Wells Fargo Agreed to Pay $3 Billion Fine to Resolve Fake Accounts Scandal

Wells Fargo Agreed to Pay $3 Billion Fine to Resolve Fake Accounts Scandal

American officials said on Friday that Wells Fargo & Co has decided to pay $3 billion to settle civil and criminal investigations into fraudulent sales practices. Even more, the company has confessed to forcing workers in a bogus-accounts scandal. The latest effort of the company reveals completion of the eventual major significant probes pending over the Bank. Since the emergence of fake-accounts scandal, 2016, the Bank based in San Francisco has disbursed billions as fine to government and state regulators. Apart from this, it has re-organized the board of directors along with top-level executives and two CEOs. Analysts anticipate, as an effort to heal from the fake account scandal, the Bank could layoff around 20,000 employees.
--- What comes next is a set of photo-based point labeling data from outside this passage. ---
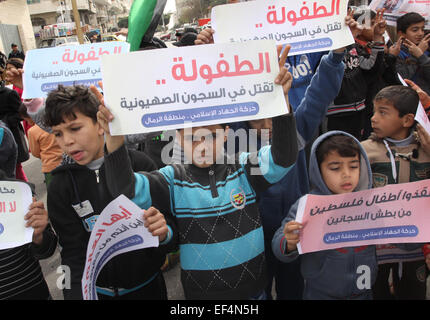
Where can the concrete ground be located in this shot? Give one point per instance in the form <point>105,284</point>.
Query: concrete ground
<point>32,168</point>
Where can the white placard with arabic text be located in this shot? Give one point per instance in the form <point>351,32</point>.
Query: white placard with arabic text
<point>164,89</point>
<point>46,68</point>
<point>119,229</point>
<point>397,8</point>
<point>308,26</point>
<point>15,200</point>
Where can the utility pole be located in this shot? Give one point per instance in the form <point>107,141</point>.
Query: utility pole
<point>77,22</point>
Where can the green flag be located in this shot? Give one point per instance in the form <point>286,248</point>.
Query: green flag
<point>143,20</point>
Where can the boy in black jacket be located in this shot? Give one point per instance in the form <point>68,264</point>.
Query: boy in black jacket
<point>21,277</point>
<point>78,193</point>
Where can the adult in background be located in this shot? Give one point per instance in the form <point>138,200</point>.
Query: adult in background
<point>15,53</point>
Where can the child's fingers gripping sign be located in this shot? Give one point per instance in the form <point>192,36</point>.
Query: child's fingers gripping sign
<point>155,222</point>
<point>37,218</point>
<point>104,116</point>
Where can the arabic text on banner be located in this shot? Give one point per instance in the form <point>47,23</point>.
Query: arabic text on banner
<point>192,86</point>
<point>392,214</point>
<point>397,8</point>
<point>46,68</point>
<point>15,200</point>
<point>309,26</point>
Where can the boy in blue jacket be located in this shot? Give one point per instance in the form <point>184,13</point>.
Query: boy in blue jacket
<point>220,234</point>
<point>338,164</point>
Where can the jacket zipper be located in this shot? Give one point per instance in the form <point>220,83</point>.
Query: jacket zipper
<point>97,175</point>
<point>212,182</point>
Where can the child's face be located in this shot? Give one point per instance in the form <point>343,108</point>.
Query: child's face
<point>386,122</point>
<point>261,124</point>
<point>414,33</point>
<point>80,138</point>
<point>340,174</point>
<point>203,145</point>
<point>367,33</point>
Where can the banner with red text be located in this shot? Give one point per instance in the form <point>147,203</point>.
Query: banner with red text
<point>119,229</point>
<point>68,65</point>
<point>397,8</point>
<point>15,200</point>
<point>192,86</point>
<point>392,214</point>
<point>308,26</point>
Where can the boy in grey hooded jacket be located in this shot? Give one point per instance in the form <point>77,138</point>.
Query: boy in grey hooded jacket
<point>333,274</point>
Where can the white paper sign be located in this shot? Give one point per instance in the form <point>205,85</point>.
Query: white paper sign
<point>119,229</point>
<point>46,68</point>
<point>15,200</point>
<point>308,26</point>
<point>192,86</point>
<point>421,115</point>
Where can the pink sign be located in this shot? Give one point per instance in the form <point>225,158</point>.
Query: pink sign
<point>392,214</point>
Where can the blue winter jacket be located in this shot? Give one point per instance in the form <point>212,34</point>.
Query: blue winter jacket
<point>330,274</point>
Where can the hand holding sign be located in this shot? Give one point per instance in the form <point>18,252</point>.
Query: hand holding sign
<point>205,37</point>
<point>14,76</point>
<point>37,218</point>
<point>353,25</point>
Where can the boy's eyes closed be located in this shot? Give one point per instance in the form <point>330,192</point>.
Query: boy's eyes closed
<point>75,128</point>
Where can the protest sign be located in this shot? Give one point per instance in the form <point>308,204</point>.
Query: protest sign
<point>192,86</point>
<point>15,200</point>
<point>421,115</point>
<point>118,229</point>
<point>392,214</point>
<point>46,68</point>
<point>397,8</point>
<point>306,26</point>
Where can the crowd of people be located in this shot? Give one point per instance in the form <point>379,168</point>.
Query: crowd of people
<point>350,127</point>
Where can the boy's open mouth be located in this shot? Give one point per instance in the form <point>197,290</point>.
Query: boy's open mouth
<point>77,155</point>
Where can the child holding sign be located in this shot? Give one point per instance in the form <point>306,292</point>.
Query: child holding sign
<point>397,157</point>
<point>21,277</point>
<point>78,193</point>
<point>338,164</point>
<point>221,237</point>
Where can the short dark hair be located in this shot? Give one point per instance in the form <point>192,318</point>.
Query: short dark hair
<point>16,62</point>
<point>403,98</point>
<point>344,145</point>
<point>63,102</point>
<point>408,19</point>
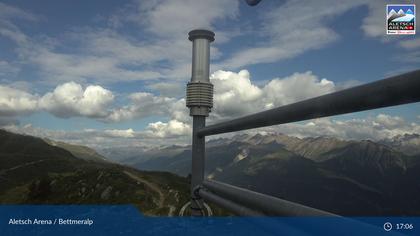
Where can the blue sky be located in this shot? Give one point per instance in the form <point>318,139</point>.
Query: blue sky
<point>117,69</point>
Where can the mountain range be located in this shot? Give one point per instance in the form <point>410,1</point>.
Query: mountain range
<point>346,177</point>
<point>38,171</point>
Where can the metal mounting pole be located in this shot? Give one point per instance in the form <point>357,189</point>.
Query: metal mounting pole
<point>200,101</point>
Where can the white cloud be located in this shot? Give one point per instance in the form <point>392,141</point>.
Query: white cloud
<point>128,133</point>
<point>70,99</point>
<point>142,105</point>
<point>67,100</point>
<point>168,89</point>
<point>14,102</point>
<point>375,128</point>
<point>379,127</point>
<point>173,128</point>
<point>235,95</point>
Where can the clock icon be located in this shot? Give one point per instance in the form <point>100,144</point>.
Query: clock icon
<point>387,226</point>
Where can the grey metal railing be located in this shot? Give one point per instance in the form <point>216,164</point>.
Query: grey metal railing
<point>397,90</point>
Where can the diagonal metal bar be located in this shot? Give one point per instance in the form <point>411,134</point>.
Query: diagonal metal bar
<point>397,90</point>
<point>268,205</point>
<point>227,204</point>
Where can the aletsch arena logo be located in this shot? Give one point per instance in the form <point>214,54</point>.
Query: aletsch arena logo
<point>401,18</point>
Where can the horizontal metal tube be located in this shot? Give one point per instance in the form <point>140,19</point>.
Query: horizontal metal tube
<point>393,91</point>
<point>268,205</point>
<point>227,204</point>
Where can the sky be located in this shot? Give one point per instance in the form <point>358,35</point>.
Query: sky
<point>113,73</point>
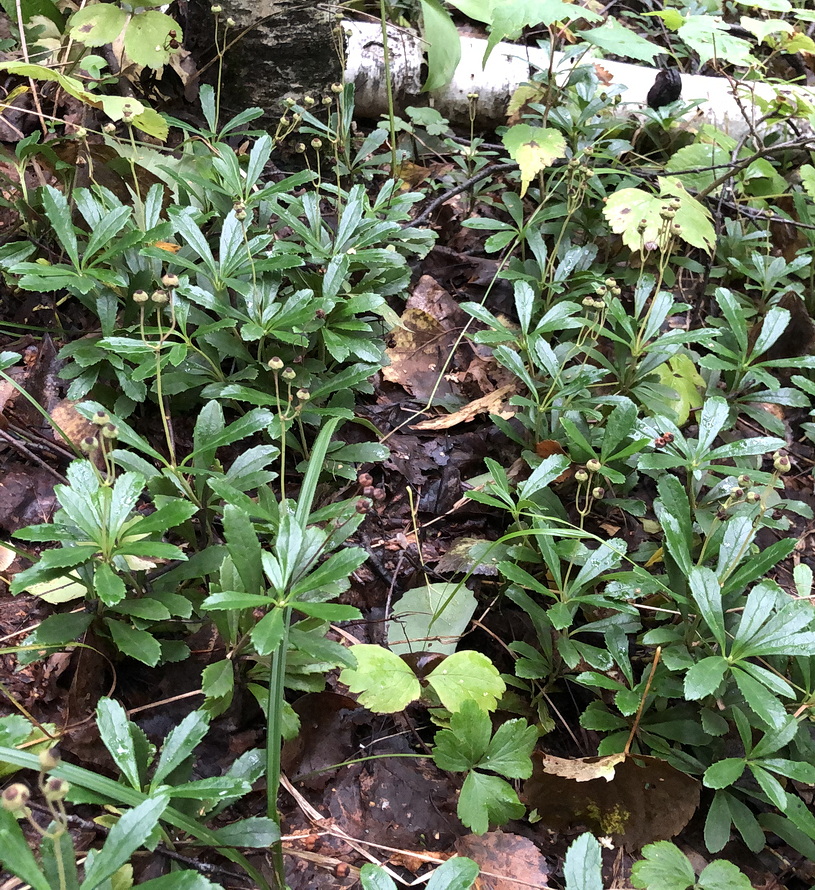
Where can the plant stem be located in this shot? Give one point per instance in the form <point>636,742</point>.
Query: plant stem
<point>274,741</point>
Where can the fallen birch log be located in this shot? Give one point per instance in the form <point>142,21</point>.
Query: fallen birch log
<point>510,65</point>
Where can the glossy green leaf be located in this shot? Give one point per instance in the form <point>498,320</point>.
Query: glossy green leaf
<point>704,677</point>
<point>383,681</point>
<point>467,676</point>
<point>138,644</point>
<point>663,866</point>
<point>458,873</point>
<point>126,836</point>
<point>268,632</point>
<point>582,867</point>
<point>485,800</point>
<point>179,745</point>
<point>115,731</point>
<point>432,618</point>
<point>16,855</point>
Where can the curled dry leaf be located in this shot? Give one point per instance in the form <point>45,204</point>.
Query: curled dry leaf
<point>635,799</point>
<point>501,853</point>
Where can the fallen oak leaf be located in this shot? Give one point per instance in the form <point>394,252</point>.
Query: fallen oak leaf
<point>636,799</point>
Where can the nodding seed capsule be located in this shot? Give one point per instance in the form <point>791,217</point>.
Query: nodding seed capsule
<point>49,759</point>
<point>15,797</point>
<point>55,789</point>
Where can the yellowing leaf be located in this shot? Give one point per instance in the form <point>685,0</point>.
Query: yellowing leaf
<point>680,374</point>
<point>383,681</point>
<point>639,217</point>
<point>534,149</point>
<point>59,590</point>
<point>467,676</point>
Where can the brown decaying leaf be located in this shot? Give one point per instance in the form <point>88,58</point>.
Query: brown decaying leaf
<point>635,799</point>
<point>494,402</point>
<point>499,853</point>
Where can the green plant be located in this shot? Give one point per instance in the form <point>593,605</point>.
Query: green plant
<point>666,867</point>
<point>469,746</point>
<point>138,826</point>
<point>106,547</point>
<point>457,873</point>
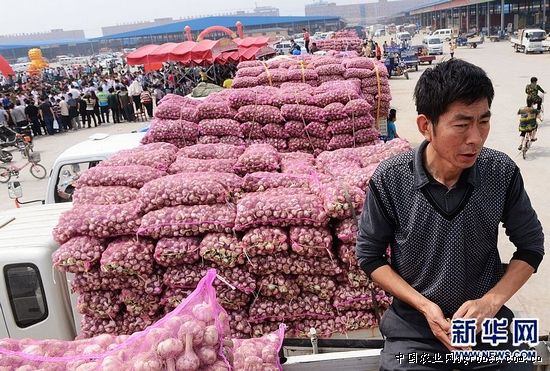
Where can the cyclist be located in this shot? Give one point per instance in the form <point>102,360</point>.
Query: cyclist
<point>532,91</point>
<point>528,122</point>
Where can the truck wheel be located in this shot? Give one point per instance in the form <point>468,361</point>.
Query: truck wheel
<point>5,174</point>
<point>38,171</point>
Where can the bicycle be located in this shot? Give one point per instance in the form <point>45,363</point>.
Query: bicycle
<point>38,171</point>
<point>540,116</point>
<point>526,144</point>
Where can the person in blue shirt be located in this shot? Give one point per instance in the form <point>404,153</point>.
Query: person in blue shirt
<point>392,130</point>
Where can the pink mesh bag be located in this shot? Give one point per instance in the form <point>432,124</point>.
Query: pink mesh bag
<point>194,336</point>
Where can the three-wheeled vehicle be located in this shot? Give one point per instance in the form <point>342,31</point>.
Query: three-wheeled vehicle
<point>422,54</point>
<point>471,42</point>
<point>395,64</point>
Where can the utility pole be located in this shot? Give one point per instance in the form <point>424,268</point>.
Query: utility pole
<point>544,15</point>
<point>501,15</point>
<point>488,25</point>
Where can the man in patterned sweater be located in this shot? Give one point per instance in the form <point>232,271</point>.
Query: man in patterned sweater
<point>439,208</point>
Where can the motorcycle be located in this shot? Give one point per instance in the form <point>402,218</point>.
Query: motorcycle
<point>5,156</point>
<point>397,67</point>
<point>21,140</point>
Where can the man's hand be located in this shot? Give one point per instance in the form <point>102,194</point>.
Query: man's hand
<point>440,327</point>
<point>478,309</point>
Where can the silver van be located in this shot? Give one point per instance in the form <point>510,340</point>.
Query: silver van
<point>434,44</point>
<point>444,33</point>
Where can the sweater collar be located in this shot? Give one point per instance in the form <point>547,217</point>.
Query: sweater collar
<point>422,177</point>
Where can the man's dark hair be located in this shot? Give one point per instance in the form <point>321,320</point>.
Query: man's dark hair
<point>452,81</point>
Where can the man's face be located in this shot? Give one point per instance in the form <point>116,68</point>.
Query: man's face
<point>460,134</point>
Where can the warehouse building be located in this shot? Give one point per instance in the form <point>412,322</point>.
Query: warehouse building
<point>261,11</point>
<point>174,32</point>
<point>365,13</point>
<point>257,26</point>
<point>482,15</point>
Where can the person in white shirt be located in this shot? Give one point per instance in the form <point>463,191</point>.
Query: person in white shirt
<point>135,90</point>
<point>65,117</point>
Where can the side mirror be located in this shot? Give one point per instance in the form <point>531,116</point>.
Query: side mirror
<point>15,190</point>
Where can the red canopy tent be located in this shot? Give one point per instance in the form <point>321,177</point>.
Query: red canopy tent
<point>203,53</point>
<point>252,41</point>
<point>162,53</point>
<point>180,52</point>
<point>5,67</point>
<point>141,55</point>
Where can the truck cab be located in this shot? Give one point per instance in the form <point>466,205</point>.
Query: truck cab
<point>34,300</point>
<point>82,156</point>
<point>529,40</point>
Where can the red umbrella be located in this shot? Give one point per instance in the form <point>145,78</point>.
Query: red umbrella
<point>162,53</point>
<point>202,52</point>
<point>5,67</point>
<point>141,55</point>
<point>252,41</point>
<point>181,52</point>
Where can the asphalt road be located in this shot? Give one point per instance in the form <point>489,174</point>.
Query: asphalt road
<point>509,71</point>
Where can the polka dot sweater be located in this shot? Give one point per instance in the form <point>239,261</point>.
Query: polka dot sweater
<point>447,258</point>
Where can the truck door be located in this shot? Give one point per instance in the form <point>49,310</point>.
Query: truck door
<point>3,327</point>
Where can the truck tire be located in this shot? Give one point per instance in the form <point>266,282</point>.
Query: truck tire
<point>5,174</point>
<point>38,171</point>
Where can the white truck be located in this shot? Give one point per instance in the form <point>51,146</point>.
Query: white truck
<point>82,156</point>
<point>36,301</point>
<point>529,40</point>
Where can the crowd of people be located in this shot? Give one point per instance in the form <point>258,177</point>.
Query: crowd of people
<point>63,99</point>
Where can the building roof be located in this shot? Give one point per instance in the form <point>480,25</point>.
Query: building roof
<point>41,43</point>
<point>200,24</point>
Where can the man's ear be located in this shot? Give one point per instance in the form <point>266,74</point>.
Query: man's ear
<point>424,127</point>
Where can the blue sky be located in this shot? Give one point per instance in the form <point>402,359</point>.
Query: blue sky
<point>39,15</point>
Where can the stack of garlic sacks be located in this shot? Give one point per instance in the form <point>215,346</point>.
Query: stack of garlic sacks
<point>279,227</point>
<point>312,104</point>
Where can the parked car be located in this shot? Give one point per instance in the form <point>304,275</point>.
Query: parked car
<point>434,45</point>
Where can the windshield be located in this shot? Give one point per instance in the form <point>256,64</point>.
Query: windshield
<point>536,36</point>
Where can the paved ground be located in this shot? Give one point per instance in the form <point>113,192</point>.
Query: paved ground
<point>510,73</point>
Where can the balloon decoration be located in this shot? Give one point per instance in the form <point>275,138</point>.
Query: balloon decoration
<point>211,29</point>
<point>38,63</point>
<point>188,34</point>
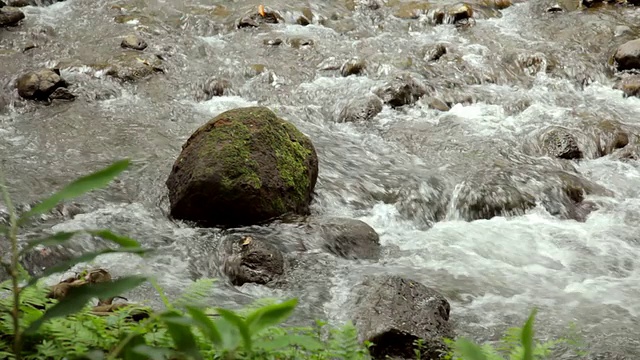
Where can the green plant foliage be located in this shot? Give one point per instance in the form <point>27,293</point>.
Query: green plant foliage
<point>35,326</point>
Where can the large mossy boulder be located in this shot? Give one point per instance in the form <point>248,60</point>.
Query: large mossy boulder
<point>244,167</point>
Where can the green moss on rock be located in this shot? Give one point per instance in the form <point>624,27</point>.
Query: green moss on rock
<point>243,167</point>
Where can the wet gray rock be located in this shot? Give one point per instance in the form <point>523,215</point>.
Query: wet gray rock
<point>263,15</point>
<point>459,12</point>
<point>40,84</point>
<point>628,153</point>
<point>435,52</point>
<point>350,239</point>
<point>212,87</point>
<point>611,135</point>
<point>272,42</point>
<point>561,143</point>
<point>251,260</point>
<point>360,109</point>
<point>627,56</point>
<point>353,67</point>
<point>402,90</point>
<point>133,42</point>
<point>630,85</point>
<point>246,166</point>
<point>62,94</point>
<point>21,3</point>
<point>556,8</point>
<point>591,3</point>
<point>437,103</point>
<point>393,312</point>
<point>10,16</point>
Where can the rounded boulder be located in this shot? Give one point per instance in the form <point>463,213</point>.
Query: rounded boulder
<point>244,167</point>
<point>627,56</point>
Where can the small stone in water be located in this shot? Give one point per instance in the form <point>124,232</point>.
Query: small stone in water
<point>272,42</point>
<point>555,8</point>
<point>22,3</point>
<point>133,42</point>
<point>29,46</point>
<point>302,20</point>
<point>353,67</point>
<point>10,16</point>
<point>62,94</point>
<point>436,52</point>
<point>460,12</point>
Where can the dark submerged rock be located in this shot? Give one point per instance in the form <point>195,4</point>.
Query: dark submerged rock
<point>459,12</point>
<point>251,260</point>
<point>62,94</point>
<point>40,84</point>
<point>10,16</point>
<point>211,87</point>
<point>262,15</point>
<point>402,90</point>
<point>435,52</point>
<point>133,42</point>
<point>630,85</point>
<point>350,239</point>
<point>353,67</point>
<point>393,312</point>
<point>244,167</point>
<point>22,3</point>
<point>561,143</point>
<point>627,56</point>
<point>130,66</point>
<point>360,109</point>
<point>611,135</point>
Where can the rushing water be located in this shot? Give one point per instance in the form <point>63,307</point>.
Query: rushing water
<point>406,172</point>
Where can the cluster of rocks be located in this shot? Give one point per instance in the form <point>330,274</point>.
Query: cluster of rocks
<point>627,62</point>
<point>103,307</point>
<point>11,15</point>
<point>48,85</point>
<point>247,166</point>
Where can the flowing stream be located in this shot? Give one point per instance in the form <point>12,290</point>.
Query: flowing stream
<point>405,172</point>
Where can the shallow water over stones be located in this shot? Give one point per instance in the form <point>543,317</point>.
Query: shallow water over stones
<point>466,196</point>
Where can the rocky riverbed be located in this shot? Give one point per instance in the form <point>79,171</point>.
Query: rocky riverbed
<point>461,161</point>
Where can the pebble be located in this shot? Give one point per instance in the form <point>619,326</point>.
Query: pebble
<point>133,42</point>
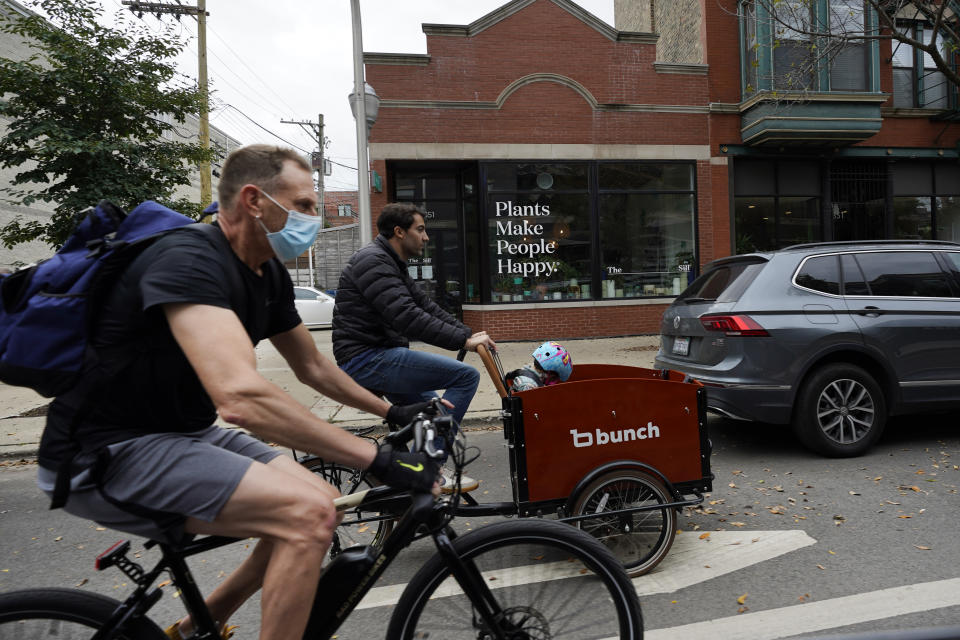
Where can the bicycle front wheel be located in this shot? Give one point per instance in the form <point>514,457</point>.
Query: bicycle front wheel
<point>640,540</point>
<point>64,614</point>
<point>543,579</point>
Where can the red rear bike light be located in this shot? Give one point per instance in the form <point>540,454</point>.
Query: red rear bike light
<point>733,325</point>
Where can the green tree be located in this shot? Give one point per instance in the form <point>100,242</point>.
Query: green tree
<point>88,111</point>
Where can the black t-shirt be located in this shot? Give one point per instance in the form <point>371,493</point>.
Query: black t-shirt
<point>144,382</point>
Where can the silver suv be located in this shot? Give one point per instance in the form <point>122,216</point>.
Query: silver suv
<point>830,337</point>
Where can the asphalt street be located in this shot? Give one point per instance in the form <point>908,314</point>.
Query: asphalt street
<point>788,545</point>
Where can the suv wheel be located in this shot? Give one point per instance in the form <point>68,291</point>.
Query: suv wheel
<point>840,411</point>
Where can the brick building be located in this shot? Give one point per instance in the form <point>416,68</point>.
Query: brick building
<point>576,176</point>
<point>339,208</point>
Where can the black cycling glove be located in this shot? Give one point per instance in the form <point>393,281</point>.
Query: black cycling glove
<point>401,416</point>
<point>404,469</point>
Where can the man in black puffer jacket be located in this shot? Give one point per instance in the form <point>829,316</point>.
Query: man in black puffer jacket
<point>379,309</point>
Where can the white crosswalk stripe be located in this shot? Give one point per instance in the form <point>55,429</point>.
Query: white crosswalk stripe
<point>690,561</point>
<point>819,616</point>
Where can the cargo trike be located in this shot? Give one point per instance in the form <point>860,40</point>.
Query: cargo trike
<point>616,451</point>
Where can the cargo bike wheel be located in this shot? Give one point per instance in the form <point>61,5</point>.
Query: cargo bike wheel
<point>638,539</point>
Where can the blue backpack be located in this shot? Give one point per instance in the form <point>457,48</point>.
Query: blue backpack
<point>48,309</point>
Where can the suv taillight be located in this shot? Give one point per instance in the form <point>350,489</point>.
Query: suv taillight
<point>733,325</point>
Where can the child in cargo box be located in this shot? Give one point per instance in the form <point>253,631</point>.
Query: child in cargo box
<point>551,364</point>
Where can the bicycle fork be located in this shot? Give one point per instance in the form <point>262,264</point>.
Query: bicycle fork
<point>468,576</point>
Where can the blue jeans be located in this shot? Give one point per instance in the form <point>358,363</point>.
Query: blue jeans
<point>405,376</point>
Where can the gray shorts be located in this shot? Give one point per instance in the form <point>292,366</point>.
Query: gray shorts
<point>151,484</point>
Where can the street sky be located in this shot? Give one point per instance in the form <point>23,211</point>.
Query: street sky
<point>293,60</point>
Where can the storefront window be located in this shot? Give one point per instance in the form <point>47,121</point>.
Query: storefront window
<point>776,204</point>
<point>948,218</point>
<point>439,271</point>
<point>912,218</point>
<point>539,246</point>
<point>646,244</point>
<point>754,219</point>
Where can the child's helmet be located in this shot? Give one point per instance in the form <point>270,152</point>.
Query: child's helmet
<point>551,356</point>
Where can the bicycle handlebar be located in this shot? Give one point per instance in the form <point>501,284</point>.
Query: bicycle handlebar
<point>424,429</point>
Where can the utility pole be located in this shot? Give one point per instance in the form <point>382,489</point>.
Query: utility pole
<point>200,11</point>
<point>316,129</point>
<point>317,161</point>
<point>363,165</point>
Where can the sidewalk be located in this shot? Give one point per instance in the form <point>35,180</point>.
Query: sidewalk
<point>22,414</point>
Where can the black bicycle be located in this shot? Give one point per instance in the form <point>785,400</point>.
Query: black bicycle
<point>513,580</point>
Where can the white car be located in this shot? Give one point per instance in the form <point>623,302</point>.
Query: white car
<point>314,306</point>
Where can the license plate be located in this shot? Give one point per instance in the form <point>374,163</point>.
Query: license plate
<point>681,346</point>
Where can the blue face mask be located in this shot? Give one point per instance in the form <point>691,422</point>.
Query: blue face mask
<point>297,235</point>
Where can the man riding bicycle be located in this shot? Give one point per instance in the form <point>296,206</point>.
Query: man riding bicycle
<point>379,309</point>
<point>175,346</point>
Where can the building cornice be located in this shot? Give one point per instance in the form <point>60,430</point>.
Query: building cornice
<point>682,69</point>
<point>409,59</point>
<point>509,9</point>
<point>495,151</point>
<point>812,96</point>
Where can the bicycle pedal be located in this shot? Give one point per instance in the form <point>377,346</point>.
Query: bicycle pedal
<point>111,557</point>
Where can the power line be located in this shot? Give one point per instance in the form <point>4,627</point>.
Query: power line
<point>265,129</point>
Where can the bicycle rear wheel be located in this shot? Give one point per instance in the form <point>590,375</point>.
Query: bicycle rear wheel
<point>353,531</point>
<point>64,614</point>
<point>548,580</point>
US Attorney for the Central District of California Nick Hanna said the instance reveals a complete lack of management at various levels within Well Fargo & Co. Nick added they are expecting a $3 billion fine, including the structural and personnel variations at the Bank, will make sure that such behavior will not happen again. The Department of Justice said the amount would address civil and criminal obligations from the bogus accounts scandals that happened between 2002-2016. From the payment, an amount of $500 million will go to the SEC (Securities and Exchange Commissions). Later the agency will allot those payments to financiers who have faced harm because of the Bank’s conduct.

As a part of the settlements, the country’s fourth-largest bank has acknowledged collecting millions of dollars in interest and fees unnecessarily. Even more, it has admitted to illegally misusing the sensitive personal data of customers and damaging their credit ratings. On the other hand, Well Fargo & Co. reported net earnings of over $19 billion in the previous year. The Bank has always stayed deep-rooted in regulatory supervision since 2016. It came under intense scrutiny when the CFPB (Consumer Finance Protection Bureau) and other federal bodies charged the company for making millions of fake accounts to achieve sales ration. Above all, the settlement of the multi-agency probe marks crucial importance for Scharf, Wells Fargo’s new CEO, who joined the Bank in September. He said they are making all essential resources to make sure that nothing like this occurs again.